Dr. Edwards raises the question whether antihypertensive therapy confers additional cardiovascular benefit over aggressive use of statins. Statin use in the SPRINT cohort (both intensive and standard groups) was low at baseline, despite this being a population at high cardiovascular risk. 1 It is unclear whether treatment practices pertaining to lipid management could have changed during the course of the trial in participants within the SPRINT cohort, particularly after the new lipid guidelines were published. The recently published HOPE-3 trial indicated cardiovascular benefit with statins used as a primary prevention strategy in older persons with intermediate cardiovascular risk. 4,5 Notably, outcomes with combination therapy in this trial using a statin plus antihypertensive therapy were not significantly better than with statin alone, except in the subgroup of participants who were in the upper third of systolic blood pressure levels, where combination appeared to benefit more.
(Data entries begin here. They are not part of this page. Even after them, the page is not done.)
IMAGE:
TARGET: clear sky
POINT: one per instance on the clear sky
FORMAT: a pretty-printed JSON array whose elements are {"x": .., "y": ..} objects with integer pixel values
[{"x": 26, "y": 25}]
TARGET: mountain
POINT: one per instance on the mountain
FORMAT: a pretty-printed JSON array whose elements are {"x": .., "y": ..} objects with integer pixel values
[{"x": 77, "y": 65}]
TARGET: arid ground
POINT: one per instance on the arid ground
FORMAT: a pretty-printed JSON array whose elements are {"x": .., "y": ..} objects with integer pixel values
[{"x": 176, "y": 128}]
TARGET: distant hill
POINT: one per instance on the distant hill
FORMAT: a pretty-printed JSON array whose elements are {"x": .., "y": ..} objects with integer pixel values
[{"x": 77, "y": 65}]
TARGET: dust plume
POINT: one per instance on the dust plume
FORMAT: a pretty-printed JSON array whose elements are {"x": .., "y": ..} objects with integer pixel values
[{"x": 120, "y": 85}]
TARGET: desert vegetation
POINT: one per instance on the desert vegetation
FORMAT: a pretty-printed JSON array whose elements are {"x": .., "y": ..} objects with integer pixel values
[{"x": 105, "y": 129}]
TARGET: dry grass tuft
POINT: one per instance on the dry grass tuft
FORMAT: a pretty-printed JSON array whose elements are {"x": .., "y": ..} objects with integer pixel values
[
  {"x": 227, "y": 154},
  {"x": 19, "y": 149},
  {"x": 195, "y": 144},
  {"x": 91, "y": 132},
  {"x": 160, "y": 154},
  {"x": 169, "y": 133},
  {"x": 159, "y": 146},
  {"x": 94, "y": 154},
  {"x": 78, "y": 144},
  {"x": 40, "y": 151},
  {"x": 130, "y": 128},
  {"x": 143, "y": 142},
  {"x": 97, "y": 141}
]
This study, of course, was done in a population with lower cardiovascular risk than in SPRINT, and the antihypertensive medications used (candesartan and hydrochlorothiazide) were not at maximal doses. There is also a question of whether use of chlorthalidone in HOPE-3 may have been more effective.

We agree with Dr. Edwards that this is an important question that merits further exploration, especially in the broader context of treatment based on cardiovascular risk.